I’m sure this is going to be a hard battle to win but I’m certain in 3 months time we will have some of the basics under control while stretching for nirvana as all good teams should, now on with the fundermentals that no one should fail, really, well at least try not to.

Now do pay attention 007

  1. Magic can not happen with out hard work – Buying a book, like the Lean startup and preaching it to the masses as the right thing to do is fine, doing that and then failing to follow what you preached is bad. Large organisations looking to do the lean startup should not simply spin up a department sent a huge budget and then expect magic. That is only part of the journey, trying to do the lean startup with out measuring and learning is asking for trouble and for you to loose focus on why it was a good idea.
  2. Don’t implement the end goal first – I mean, Seriously! I’m sure there was a famous saying, “Run before you can walk”? okay I’m obviously being facetious and you should know “We must learn to walk before we can run” an not trying to quote Tony Stark With IT Operations DevOps there is a cost paid for every sticky plaster and ever ‘good enough’ solution, that toll is really easy to fix early on. People understand this with software development but not operations, a silly 2 min decision about going live before the system is ready can take years of a lot of people trying to fix it vs delaying by a week or two, the cost benefit analysis would look hysterical. Continuous integration and delivery are built on good foundations, if you can’t build a system, or manage a release manually successfully you are not ready, try harder. I’m not saying don’t push your self but you all need to understand where the line is and not compromise on that unless there’s a good cause to do so.
  3. Accountability and structure are key – Someone within the business needs to own the whole operational lifecycle before the system is released, In fact while having the idea for running a service, Employ someone then to work out what they need to make it a success 3 – 6 months from now. The operational involvement in releasing a service should be iterative and inclusive from the off set else you’ll end up with some code that is not deployable.
  4. Third parties don’t care about your problems – I’m not saying it’s true for all cases as they should care, but they are driven by different things, different requirements that makes it easy for them to move on. Just because the third party can run the software they made doesn’t mean you can, and to said third parties, Release well tested / versioned code or run a service, don’t do both badly, which you are, sorry. At least by running a service you can hide the fact your code is bad, but start giving it to people when it’s clearly a version 1 and not suitable to be run anywhere is bad.

We can fix it

One of the challenges I faced first was not having the right structure for any real push back on ‘crazyness’ i.e. no management level buy in, no operational seat on the table. This is quite important as it allows the team to push back on work without being distracted on other tasks, someone needs to make the hard call about live site down and releasing code.
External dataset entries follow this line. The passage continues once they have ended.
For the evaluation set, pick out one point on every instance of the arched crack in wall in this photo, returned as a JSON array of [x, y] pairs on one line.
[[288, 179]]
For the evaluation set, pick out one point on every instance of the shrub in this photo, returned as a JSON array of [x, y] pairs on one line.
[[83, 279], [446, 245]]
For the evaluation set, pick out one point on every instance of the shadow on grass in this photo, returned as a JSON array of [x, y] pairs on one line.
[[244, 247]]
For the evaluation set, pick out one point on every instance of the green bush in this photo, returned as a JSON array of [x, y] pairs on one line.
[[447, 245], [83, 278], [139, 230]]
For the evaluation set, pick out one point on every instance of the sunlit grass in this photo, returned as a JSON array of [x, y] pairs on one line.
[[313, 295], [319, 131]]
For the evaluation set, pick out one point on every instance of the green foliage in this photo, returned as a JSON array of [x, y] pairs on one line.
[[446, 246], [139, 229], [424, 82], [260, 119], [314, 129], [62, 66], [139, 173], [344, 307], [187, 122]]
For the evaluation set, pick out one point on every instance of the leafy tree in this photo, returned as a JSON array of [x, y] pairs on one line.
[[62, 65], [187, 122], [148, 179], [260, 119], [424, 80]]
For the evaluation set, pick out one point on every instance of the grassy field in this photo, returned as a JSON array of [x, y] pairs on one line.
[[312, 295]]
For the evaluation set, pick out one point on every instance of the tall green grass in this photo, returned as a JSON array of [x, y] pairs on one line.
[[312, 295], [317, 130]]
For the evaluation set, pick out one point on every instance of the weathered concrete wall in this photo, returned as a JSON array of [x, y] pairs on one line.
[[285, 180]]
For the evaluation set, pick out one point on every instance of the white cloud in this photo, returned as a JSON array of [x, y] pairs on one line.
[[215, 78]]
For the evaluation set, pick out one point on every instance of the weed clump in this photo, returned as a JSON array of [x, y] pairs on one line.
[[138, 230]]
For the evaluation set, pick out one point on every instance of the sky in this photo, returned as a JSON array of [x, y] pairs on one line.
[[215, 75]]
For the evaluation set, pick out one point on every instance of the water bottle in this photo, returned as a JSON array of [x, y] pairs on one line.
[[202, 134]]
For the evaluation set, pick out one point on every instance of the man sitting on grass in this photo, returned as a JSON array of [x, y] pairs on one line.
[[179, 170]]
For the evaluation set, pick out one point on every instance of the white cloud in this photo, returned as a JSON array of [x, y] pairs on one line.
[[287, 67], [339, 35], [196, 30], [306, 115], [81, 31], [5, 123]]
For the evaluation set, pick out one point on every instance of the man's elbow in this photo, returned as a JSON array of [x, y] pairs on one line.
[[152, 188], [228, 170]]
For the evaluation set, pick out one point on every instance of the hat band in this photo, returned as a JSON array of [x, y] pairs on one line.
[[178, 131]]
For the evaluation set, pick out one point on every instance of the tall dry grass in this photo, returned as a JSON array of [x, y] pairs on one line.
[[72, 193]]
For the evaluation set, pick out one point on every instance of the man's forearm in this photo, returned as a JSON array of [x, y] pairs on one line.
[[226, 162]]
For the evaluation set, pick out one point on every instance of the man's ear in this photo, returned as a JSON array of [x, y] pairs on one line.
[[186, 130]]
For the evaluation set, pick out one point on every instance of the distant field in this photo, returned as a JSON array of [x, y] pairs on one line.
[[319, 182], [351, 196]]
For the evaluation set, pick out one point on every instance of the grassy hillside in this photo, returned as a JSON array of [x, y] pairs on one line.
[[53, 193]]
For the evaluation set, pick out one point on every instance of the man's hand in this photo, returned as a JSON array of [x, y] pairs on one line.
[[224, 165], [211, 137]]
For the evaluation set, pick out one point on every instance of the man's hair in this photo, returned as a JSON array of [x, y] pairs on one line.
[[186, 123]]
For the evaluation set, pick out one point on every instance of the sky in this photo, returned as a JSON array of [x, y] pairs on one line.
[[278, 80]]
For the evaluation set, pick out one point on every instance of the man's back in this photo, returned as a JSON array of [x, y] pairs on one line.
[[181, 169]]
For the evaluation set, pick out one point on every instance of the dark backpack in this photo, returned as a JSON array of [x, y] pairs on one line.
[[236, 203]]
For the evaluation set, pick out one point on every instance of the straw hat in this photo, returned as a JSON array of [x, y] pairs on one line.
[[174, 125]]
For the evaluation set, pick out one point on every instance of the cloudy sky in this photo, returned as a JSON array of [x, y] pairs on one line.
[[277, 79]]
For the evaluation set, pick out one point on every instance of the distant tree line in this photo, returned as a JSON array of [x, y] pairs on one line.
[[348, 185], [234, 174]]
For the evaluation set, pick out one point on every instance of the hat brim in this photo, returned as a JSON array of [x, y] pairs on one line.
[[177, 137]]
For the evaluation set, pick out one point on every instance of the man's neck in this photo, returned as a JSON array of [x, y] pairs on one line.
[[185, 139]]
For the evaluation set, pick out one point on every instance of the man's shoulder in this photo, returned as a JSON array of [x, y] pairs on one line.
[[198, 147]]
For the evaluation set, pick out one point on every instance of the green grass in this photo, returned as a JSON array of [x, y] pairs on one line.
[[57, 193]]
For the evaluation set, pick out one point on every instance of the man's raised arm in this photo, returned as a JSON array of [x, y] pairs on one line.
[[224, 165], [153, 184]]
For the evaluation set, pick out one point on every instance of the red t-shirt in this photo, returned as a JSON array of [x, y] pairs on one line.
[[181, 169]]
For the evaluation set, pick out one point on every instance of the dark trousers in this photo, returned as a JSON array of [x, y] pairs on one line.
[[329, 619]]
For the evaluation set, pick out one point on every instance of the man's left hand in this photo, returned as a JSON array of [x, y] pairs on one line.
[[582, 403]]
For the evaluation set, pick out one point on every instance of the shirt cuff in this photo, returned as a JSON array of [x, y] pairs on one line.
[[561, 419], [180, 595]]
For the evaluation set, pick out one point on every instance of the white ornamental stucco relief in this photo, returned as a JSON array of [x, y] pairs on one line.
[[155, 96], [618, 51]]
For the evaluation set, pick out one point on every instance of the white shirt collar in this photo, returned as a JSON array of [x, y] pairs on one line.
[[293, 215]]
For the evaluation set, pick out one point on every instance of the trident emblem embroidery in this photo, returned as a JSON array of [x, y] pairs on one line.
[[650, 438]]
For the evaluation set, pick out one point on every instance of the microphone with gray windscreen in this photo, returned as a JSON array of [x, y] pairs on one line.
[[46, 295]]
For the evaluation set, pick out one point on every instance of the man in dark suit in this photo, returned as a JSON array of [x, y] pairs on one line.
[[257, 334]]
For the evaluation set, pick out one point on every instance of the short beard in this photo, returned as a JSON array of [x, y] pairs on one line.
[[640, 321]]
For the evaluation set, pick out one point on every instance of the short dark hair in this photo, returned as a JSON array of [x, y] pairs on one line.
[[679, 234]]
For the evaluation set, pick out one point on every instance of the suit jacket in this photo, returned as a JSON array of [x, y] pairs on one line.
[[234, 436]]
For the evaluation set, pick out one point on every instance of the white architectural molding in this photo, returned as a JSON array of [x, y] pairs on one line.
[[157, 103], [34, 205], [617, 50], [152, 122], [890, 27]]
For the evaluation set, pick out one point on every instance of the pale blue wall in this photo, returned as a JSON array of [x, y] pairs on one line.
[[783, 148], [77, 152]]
Stabilisation of the core fundamentals is critical, get to a stage where reproducibly building the system from scratch is possible. Ensure that the update and releases can be performed reliably manually. Make sure that the system is supportable end to end.

Have an end goal, work out what utopia is and narrow down in on it as time goes on, start executing to a plan, think of this more as playing civilization V or something, if you have a strategy you will be fine, shooting in the dark will end badly for everyone.

Summary

There is always a way out of the most horrid situations, it does require some compromising on the solutions. the Goal is to do what ever it takes to build up slack, enough slack that some of the bits that were done badly can at least be done properly to build up yet more slack, Hopefully by the time there is a few months of slack built up some sort of system can be implemented to ensure ongoing operations remain focused and within plan. Just remember the end goal and aim for it (roughly).